Greater variation of bacterial community structure in soybean- than maize-grown Mollisol soils in responses to seven-year elevated CO_2 and temperature

摘要

Changes in rhizodeposits of crops under elevated CO_2 (eCO_2) and elevated temperature (eT) may substantially impact on soil microbial community, which in turn affects soil carbon and nutrient cycling. However, the responses of soil bacterial community to long-term eCO_2 and eT are not fully understood. A seven-year field experiment using open-top chambers was carried out with soybean (Glycine max L. Merr.) and maize (Zea mays L.) grown in a Mollisol soil under ambient CO_2 (380 ppm), eT (2.1 °C increase in air temperature) and eTeCO_2 (elevated temperature plus elevated CO_2,2.1 °C increase in air temperature and 700 ppm CO_2). Soil DNA was extracted for Illumina MiSeq sequencing. The principal coordinate analysis showed that changes of bacterial community structure due to eT and eTeCO_2 were greater in soybean- than maize-grown soils. The eT increased the relative abundances of Gaiella and Bacillus in Actinobacteria and Firmicutes, but decreased those of Nocardioides and H16 in Actinobacteria and Proteobacteria, respectively. The magnitudes of responses of seven genera sensitive to eT varied between soybean- and maize-grown soils. The eTeCO_2 decreased the relative abundance of Bacillus and increased those of Gaiella, Streptomyces and Mizugakiibacter. The abundances of Gaiella, Gemmatimonas, and Mizugakiibacter under eTeCO_2 were higher in soybean- than maize-grown soils.

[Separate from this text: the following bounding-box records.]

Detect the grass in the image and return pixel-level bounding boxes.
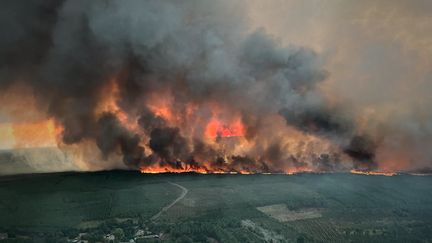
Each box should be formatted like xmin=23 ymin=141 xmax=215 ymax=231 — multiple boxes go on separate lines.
xmin=0 ymin=172 xmax=432 ymax=242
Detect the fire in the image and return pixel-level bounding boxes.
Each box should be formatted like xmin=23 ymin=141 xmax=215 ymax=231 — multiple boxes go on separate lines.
xmin=205 ymin=118 xmax=245 ymax=138
xmin=350 ymin=170 xmax=397 ymax=176
xmin=140 ymin=166 xmax=209 ymax=174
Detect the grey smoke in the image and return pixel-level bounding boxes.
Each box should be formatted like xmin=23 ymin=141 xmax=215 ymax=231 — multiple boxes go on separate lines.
xmin=0 ymin=0 xmax=384 ymax=172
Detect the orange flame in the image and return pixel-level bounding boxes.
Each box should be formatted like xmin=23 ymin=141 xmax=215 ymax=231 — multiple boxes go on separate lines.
xmin=350 ymin=170 xmax=397 ymax=176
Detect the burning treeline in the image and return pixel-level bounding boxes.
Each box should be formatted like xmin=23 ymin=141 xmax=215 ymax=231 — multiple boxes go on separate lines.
xmin=0 ymin=0 xmax=408 ymax=173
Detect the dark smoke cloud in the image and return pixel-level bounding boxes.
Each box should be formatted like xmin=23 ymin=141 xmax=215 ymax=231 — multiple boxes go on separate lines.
xmin=96 ymin=113 xmax=144 ymax=168
xmin=0 ymin=0 xmax=384 ymax=172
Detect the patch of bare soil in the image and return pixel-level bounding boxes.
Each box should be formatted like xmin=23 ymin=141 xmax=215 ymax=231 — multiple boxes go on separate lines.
xmin=257 ymin=204 xmax=322 ymax=222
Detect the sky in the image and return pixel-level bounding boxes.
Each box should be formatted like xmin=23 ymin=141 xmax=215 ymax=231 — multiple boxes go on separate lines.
xmin=0 ymin=0 xmax=432 ymax=173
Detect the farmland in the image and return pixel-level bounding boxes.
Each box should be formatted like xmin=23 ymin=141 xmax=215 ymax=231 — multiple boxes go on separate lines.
xmin=0 ymin=171 xmax=432 ymax=242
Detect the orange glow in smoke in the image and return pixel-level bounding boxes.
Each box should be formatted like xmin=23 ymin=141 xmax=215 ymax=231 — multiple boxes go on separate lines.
xmin=350 ymin=170 xmax=397 ymax=176
xmin=205 ymin=118 xmax=245 ymax=138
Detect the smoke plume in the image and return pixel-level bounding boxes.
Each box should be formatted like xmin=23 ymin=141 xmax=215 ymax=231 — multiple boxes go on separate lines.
xmin=0 ymin=0 xmax=426 ymax=173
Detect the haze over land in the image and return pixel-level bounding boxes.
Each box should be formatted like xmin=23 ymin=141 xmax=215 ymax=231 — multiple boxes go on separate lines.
xmin=0 ymin=0 xmax=432 ymax=174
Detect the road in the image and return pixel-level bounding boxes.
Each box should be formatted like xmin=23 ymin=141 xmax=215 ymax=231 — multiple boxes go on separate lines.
xmin=150 ymin=181 xmax=189 ymax=221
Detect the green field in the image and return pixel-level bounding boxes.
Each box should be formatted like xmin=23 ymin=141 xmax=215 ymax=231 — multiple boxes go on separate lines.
xmin=0 ymin=171 xmax=432 ymax=242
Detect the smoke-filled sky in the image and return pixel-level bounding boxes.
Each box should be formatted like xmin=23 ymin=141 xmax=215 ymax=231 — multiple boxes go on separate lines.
xmin=0 ymin=0 xmax=432 ymax=173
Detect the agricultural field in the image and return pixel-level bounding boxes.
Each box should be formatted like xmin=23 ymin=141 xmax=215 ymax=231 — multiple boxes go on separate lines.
xmin=0 ymin=171 xmax=432 ymax=242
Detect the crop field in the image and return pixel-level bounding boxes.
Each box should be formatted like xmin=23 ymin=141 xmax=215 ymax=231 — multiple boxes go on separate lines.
xmin=0 ymin=171 xmax=432 ymax=242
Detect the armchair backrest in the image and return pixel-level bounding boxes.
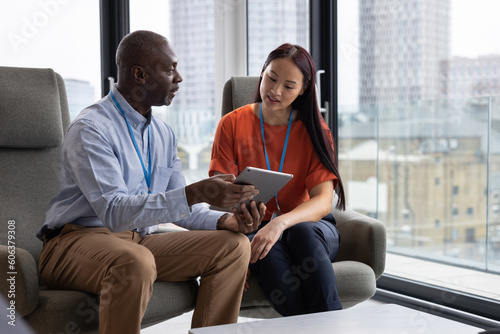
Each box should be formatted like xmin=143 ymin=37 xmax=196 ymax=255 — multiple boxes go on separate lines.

The redundancy analysis showed that soil organic C, moisture, nitrate, microbial biomass N and Olsen-P significantly affected soil bacterial community composition. All these results indicate that long-term eT increased the abundance of bacterial community and shifted their composition compared to the ambient control. In addition, the bacterial community composition under eTeCO_2 was more stable in maize- than soybean-grown soils. The study suggests that warming and crop species may interactively affect the stability of bacterial community linking to the sustainability of soil eco-function in future cropping systems.